No gap, on the contrary, should exist between the order of values and the plan of the true state (*), because if we make one a stranger to the other, we break an organically unitary reality: we arrive only at the decomposed results of internalizing, in the emotive and moralist style, in a pretend “human conscience,” in values, and we subtract from the public order these characteristics that can only qualify it and legitimize it.

In the true state we cannot objectively pose terms of the priority of the individual in relation to the state or consider, on the other hand, it on him, because the reality of the true state is not separated from the reality of the individual by no difference of structure (more than two realities, we should speak of two coefficients of a unique reality, the two aspects of the same phenomenon, unresolved in substantial continuity). Subsisting solely between them a functional difference of possibility, intensity, given that the state represents the center of “necessary” tension for the citizen to become “happy.”

On the other hand, in the true state there are no longer “individuals”, but men-members of the state; men animated by an ethic of super-personal life, each differentiated by the responsibility of various ranks, a distinct responsibility, a different duty, a degree of various liberty according to organic articulations. These men are engaged as the object of the work of the state and their perfection is the ends to which the order of the state is destined. Only that qualifies the existence of man in the state; only that, in an analogous fashion, constitutes the legitimization of the state that must cultivate, sustain, and support the dispositions of those who are bound to it.

Thus, only in the true state, men participate in the destiny of the state and acquire its power, that is a non human force. They feels its signification, that is supernatural; they nourish themselves in its reality, that is a superior reality. We repeat: it is the true state that determines the direction to follow and “ordains” the moments across which man attains his “authentic” goal, that consists of participation in the divine.
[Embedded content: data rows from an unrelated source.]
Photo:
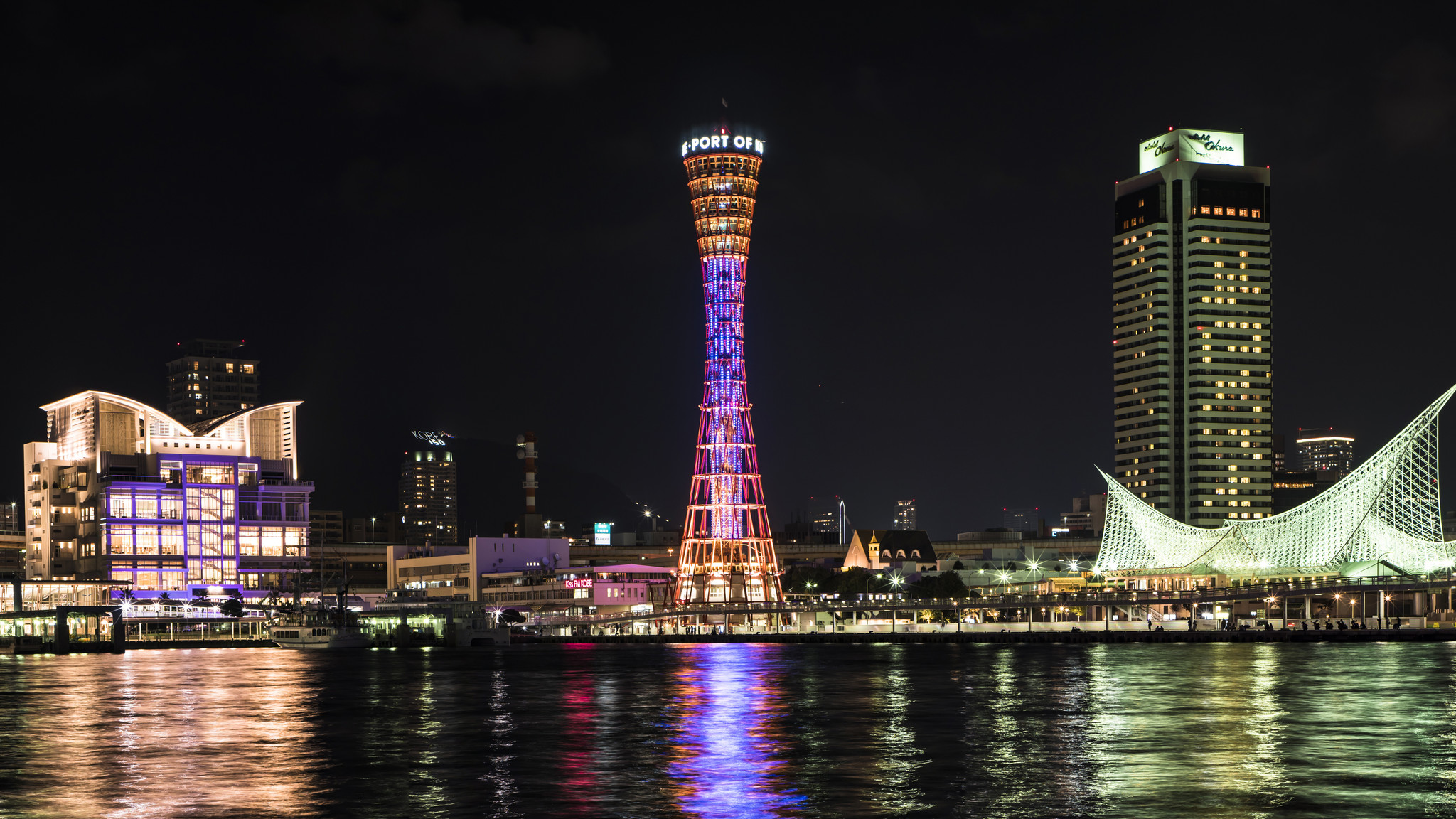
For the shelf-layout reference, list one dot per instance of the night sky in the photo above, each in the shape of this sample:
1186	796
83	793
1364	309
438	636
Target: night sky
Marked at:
440	216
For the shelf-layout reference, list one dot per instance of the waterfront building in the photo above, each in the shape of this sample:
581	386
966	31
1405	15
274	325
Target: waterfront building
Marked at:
429	503
1192	330
727	552
126	493
1386	510
880	550
210	379
443	570
325	527
1325	451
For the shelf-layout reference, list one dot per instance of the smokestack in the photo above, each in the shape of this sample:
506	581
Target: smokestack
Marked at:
526	451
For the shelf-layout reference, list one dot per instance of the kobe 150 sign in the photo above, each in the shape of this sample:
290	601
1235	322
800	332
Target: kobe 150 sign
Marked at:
722	141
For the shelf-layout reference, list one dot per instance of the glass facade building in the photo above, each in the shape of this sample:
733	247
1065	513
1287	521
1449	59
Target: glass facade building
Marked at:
124	493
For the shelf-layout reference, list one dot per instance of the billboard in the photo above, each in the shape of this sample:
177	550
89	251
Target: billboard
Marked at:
1190	144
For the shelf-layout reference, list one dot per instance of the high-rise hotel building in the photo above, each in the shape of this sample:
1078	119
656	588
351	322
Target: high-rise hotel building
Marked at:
1192	330
123	491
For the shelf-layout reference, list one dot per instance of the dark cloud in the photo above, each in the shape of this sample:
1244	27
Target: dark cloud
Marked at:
436	41
1418	98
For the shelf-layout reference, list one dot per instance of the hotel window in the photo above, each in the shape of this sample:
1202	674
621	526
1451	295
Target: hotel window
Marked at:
119	505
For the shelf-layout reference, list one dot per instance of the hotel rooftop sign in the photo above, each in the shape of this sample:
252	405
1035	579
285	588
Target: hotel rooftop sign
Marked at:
1189	144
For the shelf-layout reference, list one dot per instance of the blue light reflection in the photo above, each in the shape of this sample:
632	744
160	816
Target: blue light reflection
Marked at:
730	746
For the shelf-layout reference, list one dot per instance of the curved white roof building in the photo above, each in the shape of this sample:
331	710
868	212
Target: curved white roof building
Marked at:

In addition, it is the true state that proposes to each man the recognition of his own irreducible function, of his proper place, of his proper nature, the insertion into the just relations of superiority and inferiority: in a word, the recognition of its proper freedom. And that is not negative liberty that manifests itself externally, liberty turned towards utility and “particularity,” that is to say the only liberty that we can conceive today and that, resolving in undifferentiated and egalitarian terms, develops according to the directions of rebellion. But it is a qualitative and differentiated freedom, typical of the person whose value is inherent. Freedom that does not derive, as we said, from abstract facts and simply being elementary man, but that is measured by the stature, by the dignity of each. That is capable of realizing its own possibilities and adhering to its own particular perfection on the interior of the political framework of the state. Ultimately, freedom that means internal discipline and respect of its own qualitatively hierarchical plan.

After these indications we would like to conclude, and in concluding, reaffirm the idea of the state, these processes that tend to penetrate the mystery of the state, cannot unfold according to simply logical values, but by the intermediary of lucid reference to metaphysical values, inherent in the essence of the idea of the state, to its core not belonging to the domain of things subjected to the bonds of becoming.

To reaffirm the reality of that which is sacred and divine and the sacrality of that which is the real political structure should constitute the support of the true state: because if a state, if a political regime is not legitimized by the fact of possessing a spiritual force, by proposing spiritual ends, it represents nothing organic and central: but will only be an inert, materialist, and social structure, resulting from its own rigidity to all organisms without vital forces.